Dès les premiers chapitres, le roman pose un socle idéologique clair. L’Adeptus Astartes n’est pas seulement présenté comme une force militaire invincible, mais comme un projet civilisationnel. Abnett insiste sur leurs valeurs, leur fraternité, leur discipline, tout en laissant filtrer, très tôt, une forme de rigidité inquiétante. Le contexte post-Ullanor donne l’illusion d’une victoire totale, d’une Croisade achevée, alors que le texte n’est déjà qu’un long glissement vers la rupture. Cette tension sourde irrigue tout le livre. On sait que quelque chose cloche, mais on comprend aussi pourquoi personne ne veut encore le voir.
Horus est au centre de cette ambiguïté. Le Maître de Guerre est construit avec une humanité troublante. Compatissant, proche de ses fils, attentif aux mortels, il tranche avec l’image distante et presque abstraite de l’Empereur. Abnett ne le présente jamais comme un tyran en devenir, mais comme un dirigeant écrasé par un héritage impossible à porter. La charge politique qu’il assume : conquérir, administrer, pacifier, taxer. Tout cela dépasse largement le cadre militaire. C’est là que le roman devient passionnant : l’Hérésie n’est pas qu’une corruption démoniaque, elle est aussi la conséquence directe d’un projet impérial mal pensé, trop vaste, trop rapide, trop sûr de lui-même.
Face à Horus, le Mournival fonctionne comme un miroir déformant. Abaddon, Aximand, Torgaddon et Loken incarnent chacun une facette de la Légion. Loken, en particulier, reste une anomalie fascinante. Son empathie, sa curiosité intellectuelle, son rapport presque maladroit aux idéaux de la Vérité Impériale en font un personnage profondément dissonant. Il ne rentre jamais totalement dans le moule, et c’est précisément pour cela qu’il devient notre point d’ancrage. À travers lui, Abnett interroge la cohérence du discours impérial : comment prêcher la rationalité absolue dans un univers saturé de symboles, de rites et de croyances ?

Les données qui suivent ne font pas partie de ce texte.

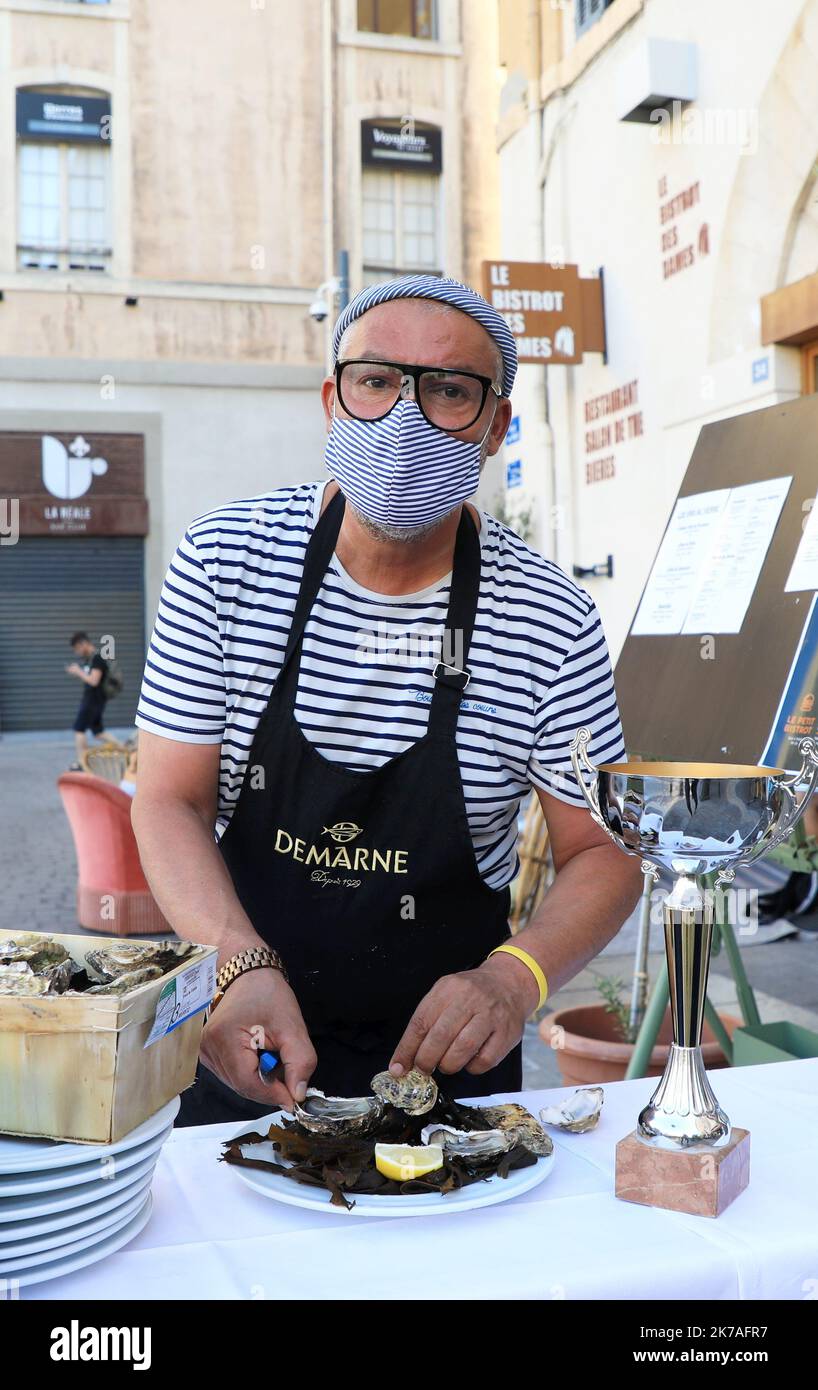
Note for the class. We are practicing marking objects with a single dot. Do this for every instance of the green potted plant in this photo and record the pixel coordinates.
(594, 1041)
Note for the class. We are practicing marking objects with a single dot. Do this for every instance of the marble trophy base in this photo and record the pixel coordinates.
(699, 1180)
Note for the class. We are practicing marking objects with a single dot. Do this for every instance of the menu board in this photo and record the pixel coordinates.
(708, 670)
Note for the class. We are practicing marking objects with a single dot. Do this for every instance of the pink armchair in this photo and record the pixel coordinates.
(111, 891)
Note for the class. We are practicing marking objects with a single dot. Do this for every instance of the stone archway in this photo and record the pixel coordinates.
(770, 196)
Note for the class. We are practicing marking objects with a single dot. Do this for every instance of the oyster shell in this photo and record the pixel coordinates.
(128, 980)
(579, 1114)
(520, 1125)
(38, 952)
(473, 1144)
(338, 1114)
(124, 957)
(18, 979)
(415, 1091)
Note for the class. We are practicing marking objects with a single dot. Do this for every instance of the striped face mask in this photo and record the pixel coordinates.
(401, 471)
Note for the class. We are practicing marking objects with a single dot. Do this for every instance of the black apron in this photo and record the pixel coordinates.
(365, 881)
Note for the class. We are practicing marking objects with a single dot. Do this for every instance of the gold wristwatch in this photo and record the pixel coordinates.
(255, 958)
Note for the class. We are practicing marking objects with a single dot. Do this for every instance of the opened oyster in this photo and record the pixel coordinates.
(130, 980)
(38, 952)
(338, 1114)
(579, 1114)
(52, 980)
(476, 1146)
(20, 979)
(124, 957)
(520, 1126)
(413, 1093)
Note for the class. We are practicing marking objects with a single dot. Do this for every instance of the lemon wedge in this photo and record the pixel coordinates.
(402, 1161)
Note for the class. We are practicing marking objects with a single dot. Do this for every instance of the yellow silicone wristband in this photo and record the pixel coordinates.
(533, 966)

Les commémorateurs jouent ici un rôle clé. Souvent sous-estimés, ils sont pourtant essentiels à la mécanique du roman. Sindermann, Keeler, Oliton incarnent le regard civil sur la Croisade. Leur présence introduit le doute, la mémoire, la narration, et surtout la possibilité d’une autre lecture des événements. Le Lectitio Divinitatus apparaît d’abord comme une hérésie marginale, presque anecdotique, avant de révéler son potentiel explosif. Là encore, Abnett ne force rien : il laisse les idées circuler, contaminer lentement les esprits, sans grands discours tonitruants.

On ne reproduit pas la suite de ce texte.